Geneva, October 20, 2003 -- At the
end of August this year India's Orissa and Chattisgarh States reported
some of the heaviest rainfall experienced in decades. The raging floodwater
that swept away roads, bridges and life-supporting crops forced thousands
of people to flee their homes. Members of the global alliance Action by
Churches Together (ACT) International responded to the emergency by providing
assistance to people in several of Orissa's districts (Balangir and the
five densely populated coastal districts Puri, Khurda, Cuttack, Jagatsinghpur
and Kendrapara), as well as Raipur and Jangir Champa in Chattisgarh State.
ACT member Church's Auxiliary for Social Action (CASA) responded in both states, whereas two other members, Lutheran World Service in India (LWS India) and United Evangelical Lutheran Church in India (UELCI) assisted people in Orissa.
Several villages near the Magani river mouth and along the coast of Orissa had suffered extensive damage when floodgates of a dam in the river system were opened to release the massive build-up of water upstream. Many people were caught completely unaware by the heavy rains - 316 mm (little over a foot) of rain poured down in six hours.
CASA reported that it was able to meet the needs of 8000 families due to the response by the ACT alliance to their appeal. This included distributing relief materials as well as food to families in five districts (Kendrapara, Khurda, Puri, Jagatsuinghphur and Cuttack) in Orissa State. 5000 families received dry food, whereas 2051 people were assisted with cooked meals for three days. 2000 people received plastic sheeting. Non-food items included purifying tablets for water, clothing and kitchen utensils.

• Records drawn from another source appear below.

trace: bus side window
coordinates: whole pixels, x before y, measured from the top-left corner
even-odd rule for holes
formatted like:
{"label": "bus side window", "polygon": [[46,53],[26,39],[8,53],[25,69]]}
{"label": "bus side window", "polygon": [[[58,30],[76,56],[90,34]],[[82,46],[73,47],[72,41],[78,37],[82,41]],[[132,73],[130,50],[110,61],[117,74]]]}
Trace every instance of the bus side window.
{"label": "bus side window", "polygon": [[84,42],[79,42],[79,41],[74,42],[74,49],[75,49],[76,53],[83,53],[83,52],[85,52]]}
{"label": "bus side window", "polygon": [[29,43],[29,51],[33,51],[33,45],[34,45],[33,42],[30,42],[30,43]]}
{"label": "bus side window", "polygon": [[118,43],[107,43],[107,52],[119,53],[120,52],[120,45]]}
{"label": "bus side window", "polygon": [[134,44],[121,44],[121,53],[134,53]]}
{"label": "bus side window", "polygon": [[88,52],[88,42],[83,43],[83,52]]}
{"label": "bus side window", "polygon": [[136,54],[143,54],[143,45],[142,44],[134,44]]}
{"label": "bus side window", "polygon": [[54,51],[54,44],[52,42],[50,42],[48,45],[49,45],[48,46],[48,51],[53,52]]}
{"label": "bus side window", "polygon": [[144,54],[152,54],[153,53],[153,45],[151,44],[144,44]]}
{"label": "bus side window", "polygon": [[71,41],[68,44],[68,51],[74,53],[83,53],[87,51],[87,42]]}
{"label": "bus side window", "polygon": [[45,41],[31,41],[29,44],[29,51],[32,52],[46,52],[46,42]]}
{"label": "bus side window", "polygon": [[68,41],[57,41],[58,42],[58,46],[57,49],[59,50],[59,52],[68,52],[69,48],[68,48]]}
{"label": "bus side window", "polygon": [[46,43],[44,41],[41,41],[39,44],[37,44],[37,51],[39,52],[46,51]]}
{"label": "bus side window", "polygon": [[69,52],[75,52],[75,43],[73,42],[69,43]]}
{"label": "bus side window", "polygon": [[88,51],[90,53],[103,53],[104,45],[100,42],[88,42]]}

The relief materials were distributed with the assistance of local partner organizations, which in turn were helped by local organizations, churches and trained members of the village disaster mitigation task forces. CASA said that the effectiveness of the relief efforts can be ascribed to the active participation of the disaster mitigation task forces and local villagers.
Also in Orissa State, LWS India reported that the rapid assistance given to nearly 60,000 people in 117 villages was possible because of the community based disaster preparedness and development projects that were in place. People who had fled their damaged or destroyed homes were in desperate need of food and clean drinking water. LWS India responded by making 50 tons of pressed rice, 2,5 tons of molasses, 500 000 purifying tablets for water and 2,900 plastic sheets available to people in Puri and Kendrapara districts - two of the worst affected areas. LWS India also reported that the tube wells with raised platforms that the agency had previously installed in the areas of Astaranga and Kakatpur blocks in Puri district of Orissa proved to be effective and are now providing clean drinking water to the villages. Plastic sheeting was one of the relief items desperately needed to provide secure shelter for people exposed to the elements.
Rice crops were washed away when embankments and ridges collapsed as the rains continued to fall. Subsistence farmers who lost their crops are facing a bleak year ahead. "How to survive?" in the coming months became a major concern for thousands of people in the districts affected by the floods, reported the ACT members.
But as effective as relief operations were, the ACT members reported that even transporting food to those in need brought its own set of challenges, as getting the food from the mainland to the distribution sites required boat trips that could take up to an hour each in many areas.